Bestaan ze nog? De echte bohémiens? Nu hun gedachtegoed gecommercialiseerd is? Mag je jezelf bohémien noemen als de samenleving jouw levensstijl faciliteert? Onze samenleving is an sich niet zo zeer veranderd. We volgen nog steeds collectief de oeroude gecultiveerde conventies. Genormeerd conformeren is nog steeds de makkelijkste weg. Niet meer om ons zielenheil te verdienen. Maar om hier en nu anoniem onder de radar te kunnen blijven. Om sociaal comfort. Om ons economisch oeuvre uit te bouwen. Om onze mama’s niet teleur te stellen. Ik ken er niet veel: mensen die hun rug hebben gekeerd en echte vrije geesten zijn. Ik bewonder hen. Niet omdat ik het noodzakelijk eens ben met hun idealen, maar omdat ze tonen dat ‘het niet moet’. We worden verteld hoe we ‘horen’ te leven. Wat we mogen en niet mogen. Wat kan en wat niet kan. En alles wat daarvan afwijkt, betaal je cash. Het sociale oordeel is onverbiddelijk. En hoeveel mensen zijn daar écht ongevoelig voor? Ze zijn met weinigen. Dromen. Vluchten. Vrij zijn.

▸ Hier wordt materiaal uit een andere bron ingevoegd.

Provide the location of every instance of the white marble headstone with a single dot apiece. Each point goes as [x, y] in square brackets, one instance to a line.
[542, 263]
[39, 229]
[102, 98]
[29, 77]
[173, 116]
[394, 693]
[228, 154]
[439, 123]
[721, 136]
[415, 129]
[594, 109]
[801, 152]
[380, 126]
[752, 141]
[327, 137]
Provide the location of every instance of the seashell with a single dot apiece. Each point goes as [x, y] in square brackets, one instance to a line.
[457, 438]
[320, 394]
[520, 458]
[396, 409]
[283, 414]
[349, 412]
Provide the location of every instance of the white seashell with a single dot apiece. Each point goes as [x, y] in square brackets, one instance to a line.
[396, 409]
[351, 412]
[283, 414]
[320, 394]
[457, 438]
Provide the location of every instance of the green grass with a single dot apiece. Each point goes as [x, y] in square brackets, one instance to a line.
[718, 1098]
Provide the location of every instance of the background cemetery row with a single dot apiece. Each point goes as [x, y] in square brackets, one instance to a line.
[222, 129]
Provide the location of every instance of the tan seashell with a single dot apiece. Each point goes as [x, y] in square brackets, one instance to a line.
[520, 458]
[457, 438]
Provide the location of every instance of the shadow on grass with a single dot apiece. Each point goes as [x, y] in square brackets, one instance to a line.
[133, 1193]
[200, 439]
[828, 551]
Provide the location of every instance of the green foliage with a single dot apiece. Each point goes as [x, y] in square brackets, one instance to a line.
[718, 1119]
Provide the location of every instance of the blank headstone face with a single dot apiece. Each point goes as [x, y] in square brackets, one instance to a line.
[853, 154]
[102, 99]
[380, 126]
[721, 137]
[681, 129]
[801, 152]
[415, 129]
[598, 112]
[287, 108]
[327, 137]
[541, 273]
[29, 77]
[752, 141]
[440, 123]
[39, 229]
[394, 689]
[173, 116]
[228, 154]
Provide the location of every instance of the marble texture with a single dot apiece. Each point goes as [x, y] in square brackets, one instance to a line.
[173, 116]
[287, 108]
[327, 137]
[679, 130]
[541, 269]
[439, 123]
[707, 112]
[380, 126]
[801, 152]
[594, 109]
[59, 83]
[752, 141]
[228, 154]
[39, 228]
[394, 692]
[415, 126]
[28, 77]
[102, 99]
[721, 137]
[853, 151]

Afgelopen zomer reed ik met een vriend naar Zuid-Frankrijk. Zomaar. Omdat het vakantie was. Omdat het kon. Omdat we tijd hadden en op vijf dagen tijd een roadtrip doorheen de Franse geschiedenis wouden maken. Ongebonden. Op reis. Geen verplichtingen. Vluchten in de romantiek van het verleden. Dwepen met wat was. Het hier en nu vergeten en mijn vingers laten glijden over de ruïnes van lang vervlogen tijden en ondertussen schrijven over wat de ruïnes met toefluisterden. Even proeven van hoe dat voelt. Even bewust onthecht zijn en rondtrekken doorheen ruimte en tijd. In het envoi van het reisdagboek dat ik schreef naar aanleiding van onze reis, schreef ik een gedicht dat voor mij dat gevoel moest vatten. De laatste verzen zijn: De dromen groot, de harten klein. / Stuurloos maar nooit verloren; / we zijn nu waar we horen./ Dit volstaat: het onderweg naar ergens zijn. /

Wat mij betreft een mooie metafoor voor het leven. Groot dromen. Niet bang zijn om stuurloos te zijn. Het is niet belangrijk of je voldoet aan de vooropgestelde doelen. Het onderweg zijn is het mooiste.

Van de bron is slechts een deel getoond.